The Time-Rescaling Theorem and Its Application to Neural Spike Train Data Analysis

Emery N. Brown

brown{at}srlb.mgh.harvard.edu, Neuroscience Statistics Research Laboratory, Department of Anesthesia and Critical Care, Massachusetts General Hospital, Boston, MA 02114, U.S.A., and Division of Health Sciences and Technology, Harvard Medical School/Massachusetts Institute of Technology, Cambridge, MA 02139, U.S.A.

Riccardo Barbieri

barbieri{at}srlb.mgh.harvard.edu, Neuroscience Statistics Research Laboratory, Department of Anesthesia and Critical Care, Massachusetts General Hospital, Boston, MA 02114, U.S.A.

Valérie Ventura

vventura{at}stat.cmv.edu

Robert E. Kass

kass{at}stat.cmu.edu, Department of Statistics, Carnegie Mellon University, Center for the Neural Basis of Cognition, Pittsburg, PA 15213, U.S.A.

Loren M. Frank

loren{at}neurostat.mgh.harvard.edu, Neuroscience Statistics Research Laboratory, Department of Anesthesia and Critical Care, Massachusetts General Hospital, Boston, MA 02114, U.S.A.

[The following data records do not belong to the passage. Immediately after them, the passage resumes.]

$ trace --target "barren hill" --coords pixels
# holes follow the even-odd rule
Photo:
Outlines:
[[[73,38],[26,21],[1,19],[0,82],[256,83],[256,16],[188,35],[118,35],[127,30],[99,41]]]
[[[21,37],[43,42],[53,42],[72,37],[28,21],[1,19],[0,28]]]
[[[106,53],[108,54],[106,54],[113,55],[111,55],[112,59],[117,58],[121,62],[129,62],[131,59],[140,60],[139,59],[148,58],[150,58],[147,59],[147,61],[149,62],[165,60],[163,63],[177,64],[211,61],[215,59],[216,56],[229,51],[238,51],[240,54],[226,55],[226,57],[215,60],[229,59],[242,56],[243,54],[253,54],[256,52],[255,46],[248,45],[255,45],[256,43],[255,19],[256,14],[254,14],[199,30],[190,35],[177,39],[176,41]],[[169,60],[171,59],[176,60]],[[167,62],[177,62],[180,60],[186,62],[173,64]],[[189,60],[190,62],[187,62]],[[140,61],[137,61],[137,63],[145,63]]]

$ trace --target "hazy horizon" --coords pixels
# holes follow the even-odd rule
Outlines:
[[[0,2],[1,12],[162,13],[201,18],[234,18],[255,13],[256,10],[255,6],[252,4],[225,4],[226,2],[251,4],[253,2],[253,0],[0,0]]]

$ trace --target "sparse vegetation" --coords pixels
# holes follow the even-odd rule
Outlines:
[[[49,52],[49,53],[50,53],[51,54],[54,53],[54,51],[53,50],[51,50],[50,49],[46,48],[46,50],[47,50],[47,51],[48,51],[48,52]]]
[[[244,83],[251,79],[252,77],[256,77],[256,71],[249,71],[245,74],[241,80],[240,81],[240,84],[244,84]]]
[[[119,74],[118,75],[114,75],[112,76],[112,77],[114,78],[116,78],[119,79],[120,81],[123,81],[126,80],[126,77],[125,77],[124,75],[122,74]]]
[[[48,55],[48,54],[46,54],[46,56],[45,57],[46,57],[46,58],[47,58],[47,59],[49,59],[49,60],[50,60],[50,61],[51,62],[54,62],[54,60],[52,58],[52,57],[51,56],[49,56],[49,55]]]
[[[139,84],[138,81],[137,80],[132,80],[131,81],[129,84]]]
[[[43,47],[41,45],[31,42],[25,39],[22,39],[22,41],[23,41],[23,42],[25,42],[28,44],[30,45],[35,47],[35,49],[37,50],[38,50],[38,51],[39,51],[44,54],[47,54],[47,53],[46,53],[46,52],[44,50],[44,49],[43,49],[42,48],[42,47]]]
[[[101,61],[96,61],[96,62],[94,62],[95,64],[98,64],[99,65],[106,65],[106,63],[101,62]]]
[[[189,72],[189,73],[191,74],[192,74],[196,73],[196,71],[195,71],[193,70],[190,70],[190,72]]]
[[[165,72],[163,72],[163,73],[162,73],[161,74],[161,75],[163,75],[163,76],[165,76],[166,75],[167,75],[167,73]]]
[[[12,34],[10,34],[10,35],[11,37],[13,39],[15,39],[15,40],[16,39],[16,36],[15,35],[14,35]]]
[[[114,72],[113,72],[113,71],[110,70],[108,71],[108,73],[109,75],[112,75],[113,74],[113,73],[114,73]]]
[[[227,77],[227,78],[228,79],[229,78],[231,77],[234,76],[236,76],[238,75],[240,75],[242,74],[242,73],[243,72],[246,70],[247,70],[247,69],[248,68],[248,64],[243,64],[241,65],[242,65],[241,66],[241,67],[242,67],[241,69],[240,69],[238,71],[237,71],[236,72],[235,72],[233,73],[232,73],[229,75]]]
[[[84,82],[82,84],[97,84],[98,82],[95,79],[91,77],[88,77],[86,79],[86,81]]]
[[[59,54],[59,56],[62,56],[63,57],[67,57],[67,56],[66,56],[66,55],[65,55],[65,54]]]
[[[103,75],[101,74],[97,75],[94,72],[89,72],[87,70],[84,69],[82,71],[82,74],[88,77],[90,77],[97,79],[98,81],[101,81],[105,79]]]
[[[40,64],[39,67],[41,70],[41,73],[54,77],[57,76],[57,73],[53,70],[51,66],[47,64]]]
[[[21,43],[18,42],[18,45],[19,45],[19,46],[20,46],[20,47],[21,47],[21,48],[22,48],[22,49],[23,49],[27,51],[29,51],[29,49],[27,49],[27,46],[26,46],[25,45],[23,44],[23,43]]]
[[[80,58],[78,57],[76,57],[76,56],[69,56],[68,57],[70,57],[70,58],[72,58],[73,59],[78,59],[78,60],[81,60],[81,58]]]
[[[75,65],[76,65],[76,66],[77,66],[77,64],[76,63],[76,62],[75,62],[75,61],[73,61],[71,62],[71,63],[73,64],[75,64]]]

Measuring agreement between a statistical model and a spike train data series, that is, evaluating goodness of fit, is crucial for establishing the model's validity prior to using it to make inferences about a particular neural system. Assessing goodness-of-fit is a challenging problem for point process neural spike train models, especially for histogram-based models such as perstimulus time histograms (PSTH) and rate functions estimated by spike train smoothing. The time-rescaling theorem is a well-known result in probability theory, which states that any point process with an integrable conditional intensity function may be transformed into a Poisson process with unit rate. We describe how the theorem may be used to develop goodness-of-fit tests for both parametric and histogram-based point process models of neural spike trains. We apply these tests in two examples: a comparison of PSTH, inhomogeneous Poisson, and inhomogeneous Markov interval models of neural spike trains from the supplementary eye field of a macque monkey and a comparison of temporal and spatial smoothers, inhomogeneous Poisson, inhomogeneous gamma, and inhomogeneous inverse gaussian models of rat hippocampal place cell spiking activity. To help make the logic behind the time-rescaling theorem more accessible to researchers in neuroscience, we present a proof using only elementary probability theory arguments. We also show how the theorem may be used to simulate a general point process model of a spike train. Our paradigm makes it possible to compare parametric and histogram-based neural spike train models directly. These results suggest that the time-rescaling theorem can be a valuable tool for neural spike train data analysis.